Orpik, who suffered a concussion after being punched repeatedly by Thornton, participated in a Penguins practice for the first time since the Dec. 7 incident in Boston. He also spoke publicly for the first time since.
“My record is far from perfect in this league and far from being completely clean,” said Orpik, who estimated he worked out with Thornton in Boston 40 to 50 times during last season's lockout. “It's one of those things where I think he knew he made a mistake and regretted it right away. I've felt the same way with certain incidents I've been a part of, and I think he tried to learn from it, move on and try to be smarter in similar situations going forward.”
Orpik, who has been suspended twice in his career but not since 2006, said he “feels a lot better” than he did last week, when he had severe headaches in the two to three days after being wheeled off the TD Garden ice on a stretcher.
Orpik, who said this was his first concussion as a pro, said Thornton reached out to him the next night and the following day. “He was really apologetic,” Orpik said.
Orpik has memory loss of that game but nothing else. He said he has not watched replays of the attack, nor does he want to.
That enabled the 10-year veteran to sidestep commenting in detail on the incident or Thornton's discipline.

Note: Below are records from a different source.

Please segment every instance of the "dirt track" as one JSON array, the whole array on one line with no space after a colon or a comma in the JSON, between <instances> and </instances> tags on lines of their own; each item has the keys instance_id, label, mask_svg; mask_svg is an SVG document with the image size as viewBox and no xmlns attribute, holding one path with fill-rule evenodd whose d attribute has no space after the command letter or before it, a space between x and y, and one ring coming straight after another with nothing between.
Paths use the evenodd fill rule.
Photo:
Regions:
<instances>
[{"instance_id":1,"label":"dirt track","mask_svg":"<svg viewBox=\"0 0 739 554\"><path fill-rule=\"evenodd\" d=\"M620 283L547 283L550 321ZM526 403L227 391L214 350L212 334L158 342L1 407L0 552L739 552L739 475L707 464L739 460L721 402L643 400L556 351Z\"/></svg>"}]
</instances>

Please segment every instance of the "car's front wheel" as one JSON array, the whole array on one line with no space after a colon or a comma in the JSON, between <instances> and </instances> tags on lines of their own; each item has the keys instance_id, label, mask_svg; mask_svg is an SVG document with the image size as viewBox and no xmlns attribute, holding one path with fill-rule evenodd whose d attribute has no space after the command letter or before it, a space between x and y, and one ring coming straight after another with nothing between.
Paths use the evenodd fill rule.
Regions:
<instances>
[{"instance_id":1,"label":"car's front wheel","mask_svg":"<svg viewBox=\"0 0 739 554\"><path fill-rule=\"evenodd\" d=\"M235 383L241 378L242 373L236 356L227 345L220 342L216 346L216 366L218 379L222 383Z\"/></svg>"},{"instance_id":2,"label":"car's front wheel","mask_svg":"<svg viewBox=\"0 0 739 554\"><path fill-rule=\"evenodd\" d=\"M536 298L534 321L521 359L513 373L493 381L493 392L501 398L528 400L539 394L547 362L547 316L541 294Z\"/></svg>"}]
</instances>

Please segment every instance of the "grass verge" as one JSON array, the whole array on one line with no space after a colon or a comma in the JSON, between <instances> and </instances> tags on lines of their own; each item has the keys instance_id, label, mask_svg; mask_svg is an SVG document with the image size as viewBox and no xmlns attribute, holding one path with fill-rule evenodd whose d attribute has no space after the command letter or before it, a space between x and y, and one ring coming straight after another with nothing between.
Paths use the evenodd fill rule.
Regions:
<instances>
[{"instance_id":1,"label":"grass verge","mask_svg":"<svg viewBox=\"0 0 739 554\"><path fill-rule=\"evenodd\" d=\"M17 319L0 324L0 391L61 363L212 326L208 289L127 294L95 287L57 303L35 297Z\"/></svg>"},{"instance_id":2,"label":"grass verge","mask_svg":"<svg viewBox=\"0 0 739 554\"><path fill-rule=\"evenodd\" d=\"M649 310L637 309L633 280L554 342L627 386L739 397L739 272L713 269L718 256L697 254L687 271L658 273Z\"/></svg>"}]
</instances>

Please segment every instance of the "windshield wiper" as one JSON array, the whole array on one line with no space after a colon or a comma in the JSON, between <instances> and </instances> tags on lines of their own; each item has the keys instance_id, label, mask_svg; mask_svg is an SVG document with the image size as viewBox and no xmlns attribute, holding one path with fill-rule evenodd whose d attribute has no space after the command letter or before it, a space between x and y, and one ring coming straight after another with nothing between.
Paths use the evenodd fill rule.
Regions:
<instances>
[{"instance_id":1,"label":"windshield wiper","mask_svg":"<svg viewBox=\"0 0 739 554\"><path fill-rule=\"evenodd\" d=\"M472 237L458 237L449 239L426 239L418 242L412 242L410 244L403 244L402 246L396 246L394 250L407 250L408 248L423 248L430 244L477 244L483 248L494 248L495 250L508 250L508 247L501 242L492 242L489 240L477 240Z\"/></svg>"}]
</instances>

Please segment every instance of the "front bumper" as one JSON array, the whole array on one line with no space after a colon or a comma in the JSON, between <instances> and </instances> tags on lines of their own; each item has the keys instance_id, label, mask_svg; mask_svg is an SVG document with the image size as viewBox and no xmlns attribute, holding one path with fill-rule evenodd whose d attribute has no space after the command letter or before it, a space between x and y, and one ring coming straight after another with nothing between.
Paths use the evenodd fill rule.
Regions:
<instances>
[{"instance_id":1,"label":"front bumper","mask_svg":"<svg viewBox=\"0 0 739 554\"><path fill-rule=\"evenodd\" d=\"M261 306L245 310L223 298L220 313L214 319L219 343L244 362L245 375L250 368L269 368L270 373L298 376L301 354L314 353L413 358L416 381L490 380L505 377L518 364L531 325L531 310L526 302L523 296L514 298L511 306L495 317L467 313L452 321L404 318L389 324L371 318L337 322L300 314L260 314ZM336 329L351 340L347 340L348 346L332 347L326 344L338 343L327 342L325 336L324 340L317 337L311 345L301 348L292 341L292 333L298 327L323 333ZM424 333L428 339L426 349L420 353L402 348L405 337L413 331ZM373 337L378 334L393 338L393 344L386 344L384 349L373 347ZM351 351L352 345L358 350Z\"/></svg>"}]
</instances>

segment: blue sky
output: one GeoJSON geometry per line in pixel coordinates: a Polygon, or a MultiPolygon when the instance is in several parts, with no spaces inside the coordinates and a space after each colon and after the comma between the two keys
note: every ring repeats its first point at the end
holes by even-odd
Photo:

“My opinion is probably different than the next guy and different from the next guy,” was a popular refrain from Orpik.
The closest Orpik came to admonishing Thornton or those defending him was a subtle rebuttal to those who say he should have fought Thornton after angering the Bruins with a crushing but legal hit on Loui Eriksson.
“There are a lot of hits during the season,” Orpik said, “so there'd be a lot of fighting if that was the case.”
Symptom-free for a week and having passed the baseline concussion test, Orpik was allowed to absorb light contact while skating with injured teammates Thursday. When he felt fine Friday morning, he was cleared, with no restrictions, to practice. The workout wasn't strenuous. The Penguins are in the midst of a stretch of six games in nine days that concludes with an afternoon game Saturday against the Calgary Flames at Consol Energy Center.
“It was kind of getting back into the flow of things, I guess,” Orpik said. “I don't know when I'll be back playing. I don't want to screw up a good thing.”
With games Saturday and Monday the only ones scheduled for the Penguins until after Christmas, it is unlikely Orpik will play until Friday at Carolina at the earliest.